The International Monetary Fund has revised Nigeria’s economic growth forecast for 2026, raising it to 4.4 per cent from 4.2 per cent projected in October 2025.
The revised outlook was published in the IMF’s January 2026 update of the World Economic Outlook and unveiled on Monday.
The Fund’s upgrade to Nigeria’s outlook is part of a wider assessment of global economic conditions, which the Fund expects to remain relatively stable in the coming years.
Overall, the data suggest that Nigeria’s improved outlook is consistent with gradual but widespread economic strengthening across the region rather than an isolated revision.
Nigeria’s revised forecast builds on a period of significant economic adjustment marked by policy reforms and efforts to restore macroeconomic balance.
In its October 2025 World Economic Outlook, the IMF had projected Nigeria’s 2026 growth at 4.2 per cent, reflecting lingering concerns around inflation, fiscal pressures, and structural constraints.

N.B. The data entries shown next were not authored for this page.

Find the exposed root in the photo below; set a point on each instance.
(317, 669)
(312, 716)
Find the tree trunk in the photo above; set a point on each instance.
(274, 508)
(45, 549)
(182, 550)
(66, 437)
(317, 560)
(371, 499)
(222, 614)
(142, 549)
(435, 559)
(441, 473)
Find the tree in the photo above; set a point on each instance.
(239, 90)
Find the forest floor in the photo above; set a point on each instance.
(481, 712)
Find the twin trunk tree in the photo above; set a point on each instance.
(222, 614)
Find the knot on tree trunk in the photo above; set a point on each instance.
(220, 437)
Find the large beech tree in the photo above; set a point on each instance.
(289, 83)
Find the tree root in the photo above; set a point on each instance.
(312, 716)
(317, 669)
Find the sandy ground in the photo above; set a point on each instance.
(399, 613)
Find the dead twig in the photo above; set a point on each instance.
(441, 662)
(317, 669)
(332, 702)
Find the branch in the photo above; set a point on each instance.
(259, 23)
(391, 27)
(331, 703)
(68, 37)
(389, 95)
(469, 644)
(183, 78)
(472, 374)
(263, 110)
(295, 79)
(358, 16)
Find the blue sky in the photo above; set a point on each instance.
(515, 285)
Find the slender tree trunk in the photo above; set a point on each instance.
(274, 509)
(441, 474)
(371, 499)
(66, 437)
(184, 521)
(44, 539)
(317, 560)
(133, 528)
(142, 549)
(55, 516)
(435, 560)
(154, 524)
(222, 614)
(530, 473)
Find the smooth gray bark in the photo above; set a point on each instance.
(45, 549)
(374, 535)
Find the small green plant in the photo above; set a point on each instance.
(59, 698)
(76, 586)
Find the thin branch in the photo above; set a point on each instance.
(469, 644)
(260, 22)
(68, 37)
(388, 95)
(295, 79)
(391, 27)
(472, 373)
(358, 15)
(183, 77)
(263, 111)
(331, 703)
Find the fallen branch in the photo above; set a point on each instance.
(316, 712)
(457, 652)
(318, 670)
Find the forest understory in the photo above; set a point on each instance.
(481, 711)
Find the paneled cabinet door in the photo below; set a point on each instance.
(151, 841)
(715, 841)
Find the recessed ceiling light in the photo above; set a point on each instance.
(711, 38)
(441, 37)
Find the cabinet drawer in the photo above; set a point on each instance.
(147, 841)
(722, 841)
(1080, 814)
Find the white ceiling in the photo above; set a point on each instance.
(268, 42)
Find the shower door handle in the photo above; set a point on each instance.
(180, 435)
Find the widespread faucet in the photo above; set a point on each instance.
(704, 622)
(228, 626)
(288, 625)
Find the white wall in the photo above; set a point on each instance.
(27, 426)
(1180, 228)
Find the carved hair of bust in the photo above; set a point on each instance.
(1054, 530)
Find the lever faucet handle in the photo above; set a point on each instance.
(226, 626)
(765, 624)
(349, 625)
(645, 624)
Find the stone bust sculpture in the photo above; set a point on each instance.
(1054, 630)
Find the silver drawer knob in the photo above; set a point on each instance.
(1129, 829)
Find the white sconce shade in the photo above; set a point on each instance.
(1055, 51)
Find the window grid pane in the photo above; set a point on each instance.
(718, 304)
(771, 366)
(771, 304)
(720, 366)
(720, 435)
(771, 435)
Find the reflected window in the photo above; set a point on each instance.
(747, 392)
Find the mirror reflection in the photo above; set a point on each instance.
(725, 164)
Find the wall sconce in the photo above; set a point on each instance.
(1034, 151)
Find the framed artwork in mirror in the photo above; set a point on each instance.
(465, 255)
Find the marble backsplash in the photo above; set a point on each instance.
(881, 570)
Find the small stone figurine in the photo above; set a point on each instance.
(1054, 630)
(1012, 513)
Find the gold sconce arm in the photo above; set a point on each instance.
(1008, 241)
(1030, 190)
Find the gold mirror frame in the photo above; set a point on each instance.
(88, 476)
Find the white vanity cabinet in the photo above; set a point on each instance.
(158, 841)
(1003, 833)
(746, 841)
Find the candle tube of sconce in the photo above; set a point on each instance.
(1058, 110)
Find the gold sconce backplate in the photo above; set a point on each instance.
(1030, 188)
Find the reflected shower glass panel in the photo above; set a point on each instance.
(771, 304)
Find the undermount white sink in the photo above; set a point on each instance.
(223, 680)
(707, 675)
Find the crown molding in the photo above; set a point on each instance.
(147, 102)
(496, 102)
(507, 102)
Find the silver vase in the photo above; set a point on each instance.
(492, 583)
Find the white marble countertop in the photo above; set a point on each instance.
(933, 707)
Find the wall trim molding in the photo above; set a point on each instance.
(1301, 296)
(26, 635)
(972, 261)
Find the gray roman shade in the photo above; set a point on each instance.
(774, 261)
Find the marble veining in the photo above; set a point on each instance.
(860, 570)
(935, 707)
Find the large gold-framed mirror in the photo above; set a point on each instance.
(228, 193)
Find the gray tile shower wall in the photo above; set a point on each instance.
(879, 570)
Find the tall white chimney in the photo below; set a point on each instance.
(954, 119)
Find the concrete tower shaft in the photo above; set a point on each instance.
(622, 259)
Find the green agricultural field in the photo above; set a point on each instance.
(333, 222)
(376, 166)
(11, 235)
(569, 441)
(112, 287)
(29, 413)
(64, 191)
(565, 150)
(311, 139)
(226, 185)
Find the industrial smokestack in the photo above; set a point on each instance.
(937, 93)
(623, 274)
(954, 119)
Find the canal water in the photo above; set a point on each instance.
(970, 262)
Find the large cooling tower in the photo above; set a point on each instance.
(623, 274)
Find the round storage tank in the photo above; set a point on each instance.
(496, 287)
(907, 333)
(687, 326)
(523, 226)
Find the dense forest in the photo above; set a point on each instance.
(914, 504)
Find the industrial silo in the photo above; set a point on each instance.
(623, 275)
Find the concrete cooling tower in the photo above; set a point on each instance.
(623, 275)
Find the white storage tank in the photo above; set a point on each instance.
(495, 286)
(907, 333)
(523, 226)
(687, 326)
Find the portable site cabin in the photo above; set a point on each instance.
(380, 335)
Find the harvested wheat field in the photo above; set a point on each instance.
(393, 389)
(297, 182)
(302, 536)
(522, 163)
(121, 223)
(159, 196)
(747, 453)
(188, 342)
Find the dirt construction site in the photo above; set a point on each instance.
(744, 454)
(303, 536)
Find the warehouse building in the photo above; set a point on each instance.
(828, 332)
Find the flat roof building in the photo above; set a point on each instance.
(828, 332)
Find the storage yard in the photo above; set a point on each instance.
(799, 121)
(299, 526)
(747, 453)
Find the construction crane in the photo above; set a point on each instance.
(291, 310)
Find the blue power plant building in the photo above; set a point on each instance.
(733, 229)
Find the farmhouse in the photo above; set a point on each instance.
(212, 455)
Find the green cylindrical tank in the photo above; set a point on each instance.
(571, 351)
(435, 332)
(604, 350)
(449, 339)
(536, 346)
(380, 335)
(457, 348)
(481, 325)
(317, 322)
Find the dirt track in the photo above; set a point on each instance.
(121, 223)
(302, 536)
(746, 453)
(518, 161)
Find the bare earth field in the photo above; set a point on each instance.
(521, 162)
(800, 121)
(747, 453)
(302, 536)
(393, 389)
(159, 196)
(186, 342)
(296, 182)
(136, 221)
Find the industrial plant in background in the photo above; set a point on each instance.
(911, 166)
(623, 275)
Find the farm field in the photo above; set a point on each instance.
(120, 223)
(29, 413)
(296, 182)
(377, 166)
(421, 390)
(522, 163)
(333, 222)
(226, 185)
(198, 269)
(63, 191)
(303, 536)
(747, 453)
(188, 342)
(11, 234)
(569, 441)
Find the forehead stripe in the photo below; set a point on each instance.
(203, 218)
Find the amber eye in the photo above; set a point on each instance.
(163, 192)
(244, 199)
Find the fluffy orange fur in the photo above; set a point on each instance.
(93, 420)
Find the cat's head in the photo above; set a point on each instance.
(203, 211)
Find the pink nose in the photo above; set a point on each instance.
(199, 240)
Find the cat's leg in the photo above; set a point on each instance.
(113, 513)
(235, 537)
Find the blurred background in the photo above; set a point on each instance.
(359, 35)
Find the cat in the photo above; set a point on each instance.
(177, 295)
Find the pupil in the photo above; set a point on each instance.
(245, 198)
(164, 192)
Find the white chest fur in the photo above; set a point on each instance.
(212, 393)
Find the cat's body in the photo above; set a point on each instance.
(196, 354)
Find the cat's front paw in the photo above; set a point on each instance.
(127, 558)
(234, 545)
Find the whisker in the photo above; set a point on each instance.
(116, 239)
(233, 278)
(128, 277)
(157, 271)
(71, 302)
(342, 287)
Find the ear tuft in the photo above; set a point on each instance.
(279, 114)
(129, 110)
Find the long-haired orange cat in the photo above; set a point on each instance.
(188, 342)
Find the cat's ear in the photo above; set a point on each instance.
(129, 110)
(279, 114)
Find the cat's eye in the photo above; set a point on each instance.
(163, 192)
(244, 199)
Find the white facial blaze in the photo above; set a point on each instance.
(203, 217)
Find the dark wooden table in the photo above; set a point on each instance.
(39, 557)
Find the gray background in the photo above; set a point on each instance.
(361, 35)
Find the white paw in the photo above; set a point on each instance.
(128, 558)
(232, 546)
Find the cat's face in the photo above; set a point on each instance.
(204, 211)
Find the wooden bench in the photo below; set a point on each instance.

Since then, policymakers have continued to pursue reforms aimed at strengthening fiscal coordination, stabilising the macroeconomic environment, and improving productivity across key sectors.
The IMF has repeatedly emphasised the importance of structural reforms in driving sustainable growth across emerging and developing economies, including Nigeria.
In Sub-Saharan Africa, regional growth was revised upward from 4.0 per cent to 4.1 per cent for 2025, and from 4.3 per cent to 4.4 per cent for 2026, indicating a broadly shared recovery trend.
It projects global growth of 3.3 per cent in 2026 and 3.2 per cent in 2027, broadly in line with the estimated 3.3 per cent outturn for 2025.
According to the Fund, this stability reflects a balance between headwinds from shifting trade policies and tailwinds from technology-driven investment, including artificial intelligence, alongside accommodative financial conditions.
Global inflation is expected to continue easing, with headline inflation projected to decline from 4.1 per cent in 2025 to 3.8 per cent in 2026, and further to 3.4 per cent in 2027.